Some definitions: "Cut-downs" are repetitions of the same length, each run faster than the one before it. "Ladders" have one either increasing the length of each repetition or decreasing them. "Pyramids" are just a ladder up and a ladder down. It's common practice to do a pyramid with 200, 400, 600 and 800 meters at the same pace, then 600, 400, 200 with increasing pace - what this accomplishes, I don't know.
Quarters to failure
There is a time for everything, however, and I do have some workouts that fit this category, each with a specific purpose. As these don't fit the theme of workouts to do when bored, I'll just give one example. Sometimes you get a runner that you just can't figure out what to do with and you want to get a feel for what race they'd be best at and what pace they could run it in. That's when I might break out this workout.
The runner does repeat 400 meters on a track at a "comfortably hard" pace, with decreasing rest intervals (which should be spent moving around). Let them know they'll be doing "a lot" of them and plan to be at the track for 1.5-3 hours. After each of the first two repeats, they rest 5 minutes; then 4 minutes after the next two, 3 minutes after the next 4, 2 minutes after the next 6, 1.5 after the next 6, 1.25 after the next 8, then 1 minute after each.
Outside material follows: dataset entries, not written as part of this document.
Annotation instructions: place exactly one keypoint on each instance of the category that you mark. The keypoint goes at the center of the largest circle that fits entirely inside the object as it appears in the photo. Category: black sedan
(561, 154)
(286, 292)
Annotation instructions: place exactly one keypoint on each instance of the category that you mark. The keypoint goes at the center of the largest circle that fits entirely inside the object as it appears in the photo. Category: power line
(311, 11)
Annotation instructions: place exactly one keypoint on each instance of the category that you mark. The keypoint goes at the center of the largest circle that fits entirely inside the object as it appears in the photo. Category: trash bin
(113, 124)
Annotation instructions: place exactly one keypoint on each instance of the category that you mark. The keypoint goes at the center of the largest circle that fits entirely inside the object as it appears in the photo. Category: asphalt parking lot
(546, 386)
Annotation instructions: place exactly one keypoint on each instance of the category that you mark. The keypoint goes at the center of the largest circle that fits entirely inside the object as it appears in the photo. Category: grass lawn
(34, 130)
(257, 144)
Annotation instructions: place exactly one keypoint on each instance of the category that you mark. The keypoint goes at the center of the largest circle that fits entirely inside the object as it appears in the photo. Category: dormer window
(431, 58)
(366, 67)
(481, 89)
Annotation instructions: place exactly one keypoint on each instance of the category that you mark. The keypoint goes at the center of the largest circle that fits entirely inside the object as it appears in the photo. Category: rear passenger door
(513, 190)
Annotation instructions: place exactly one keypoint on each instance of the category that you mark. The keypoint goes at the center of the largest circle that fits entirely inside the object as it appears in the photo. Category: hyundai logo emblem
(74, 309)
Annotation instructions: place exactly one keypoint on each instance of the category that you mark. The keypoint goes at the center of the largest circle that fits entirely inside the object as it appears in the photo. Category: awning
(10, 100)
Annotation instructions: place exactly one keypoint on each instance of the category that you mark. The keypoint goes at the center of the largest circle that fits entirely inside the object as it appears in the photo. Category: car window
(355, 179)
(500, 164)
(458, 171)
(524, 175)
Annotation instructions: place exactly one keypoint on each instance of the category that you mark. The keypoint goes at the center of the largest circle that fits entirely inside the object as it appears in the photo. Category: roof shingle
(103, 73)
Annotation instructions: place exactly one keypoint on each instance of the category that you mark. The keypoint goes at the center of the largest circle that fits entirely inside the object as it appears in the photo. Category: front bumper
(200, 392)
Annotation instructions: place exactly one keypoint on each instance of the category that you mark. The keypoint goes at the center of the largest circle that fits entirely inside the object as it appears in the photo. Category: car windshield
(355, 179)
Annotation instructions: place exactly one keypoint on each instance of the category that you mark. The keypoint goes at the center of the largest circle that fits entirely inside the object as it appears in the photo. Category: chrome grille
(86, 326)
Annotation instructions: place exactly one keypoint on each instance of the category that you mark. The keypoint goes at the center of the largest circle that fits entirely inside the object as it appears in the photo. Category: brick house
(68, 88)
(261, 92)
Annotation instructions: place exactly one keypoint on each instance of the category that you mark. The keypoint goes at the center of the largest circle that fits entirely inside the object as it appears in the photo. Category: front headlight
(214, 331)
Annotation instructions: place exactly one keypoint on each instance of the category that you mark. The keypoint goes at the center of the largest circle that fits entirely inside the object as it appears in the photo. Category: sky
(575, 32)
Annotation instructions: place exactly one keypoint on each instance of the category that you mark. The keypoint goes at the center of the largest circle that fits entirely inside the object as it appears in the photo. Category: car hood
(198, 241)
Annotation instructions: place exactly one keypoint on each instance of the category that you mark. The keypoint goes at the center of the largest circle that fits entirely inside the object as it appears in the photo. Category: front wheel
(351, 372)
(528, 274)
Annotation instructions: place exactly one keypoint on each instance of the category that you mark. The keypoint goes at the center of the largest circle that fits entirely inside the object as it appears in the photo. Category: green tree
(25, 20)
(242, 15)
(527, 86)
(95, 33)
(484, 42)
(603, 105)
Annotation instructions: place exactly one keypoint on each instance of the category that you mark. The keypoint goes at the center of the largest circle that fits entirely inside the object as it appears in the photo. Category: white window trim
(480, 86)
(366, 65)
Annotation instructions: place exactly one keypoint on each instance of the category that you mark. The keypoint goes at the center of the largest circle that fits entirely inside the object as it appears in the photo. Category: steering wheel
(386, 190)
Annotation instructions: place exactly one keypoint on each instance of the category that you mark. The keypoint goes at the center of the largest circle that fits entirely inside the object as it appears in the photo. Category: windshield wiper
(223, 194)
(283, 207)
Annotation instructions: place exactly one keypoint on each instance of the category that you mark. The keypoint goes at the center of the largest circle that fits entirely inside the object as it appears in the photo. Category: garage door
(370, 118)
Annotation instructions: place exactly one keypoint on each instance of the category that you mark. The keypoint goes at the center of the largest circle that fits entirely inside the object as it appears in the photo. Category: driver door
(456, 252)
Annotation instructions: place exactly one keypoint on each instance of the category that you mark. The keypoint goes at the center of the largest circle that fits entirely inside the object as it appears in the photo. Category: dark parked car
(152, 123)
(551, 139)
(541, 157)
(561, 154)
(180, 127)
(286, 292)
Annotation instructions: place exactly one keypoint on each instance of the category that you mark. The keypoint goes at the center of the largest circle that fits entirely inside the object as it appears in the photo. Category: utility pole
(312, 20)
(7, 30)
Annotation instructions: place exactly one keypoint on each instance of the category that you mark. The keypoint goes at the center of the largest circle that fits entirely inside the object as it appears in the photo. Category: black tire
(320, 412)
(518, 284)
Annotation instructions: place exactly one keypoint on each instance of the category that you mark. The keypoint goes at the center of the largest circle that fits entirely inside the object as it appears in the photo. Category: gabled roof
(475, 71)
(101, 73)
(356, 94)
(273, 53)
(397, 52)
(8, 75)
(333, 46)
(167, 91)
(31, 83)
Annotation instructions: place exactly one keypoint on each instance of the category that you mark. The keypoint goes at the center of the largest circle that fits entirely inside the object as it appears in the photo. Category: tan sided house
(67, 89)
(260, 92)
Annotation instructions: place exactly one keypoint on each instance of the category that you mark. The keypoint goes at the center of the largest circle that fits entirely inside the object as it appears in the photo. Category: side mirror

The runner continues to "failure," i.e. when he or she can't finish a quarter mile or slows to a walk.
You can find out a lot about a runner's mental make-up from this, as well as physical info. Sometimes it's a complete failure. (I had a kid, Mike M., who jogged every 400 at the same speed as his warm-up, despite my repeatedly encouraging him to speed up so we could "get it over with." When I finally got bored, I told him to do one more, as fast as he could. He ran a 48.5! He was a gifted sprinter - and a complete "head case." He gave up running for "religious reasons" a month later.)
If they do 10-15 repeats, they're probably a miler and the average pace they ran is their pace for the mile. 20 repeats and they're running 2 mile pace. 25 repeats for 5K, 30 for 10K, 35 for 1/2 marathon, 40 for 30K. If they're still going strong at 40, they're a marathoner or ultrarunner.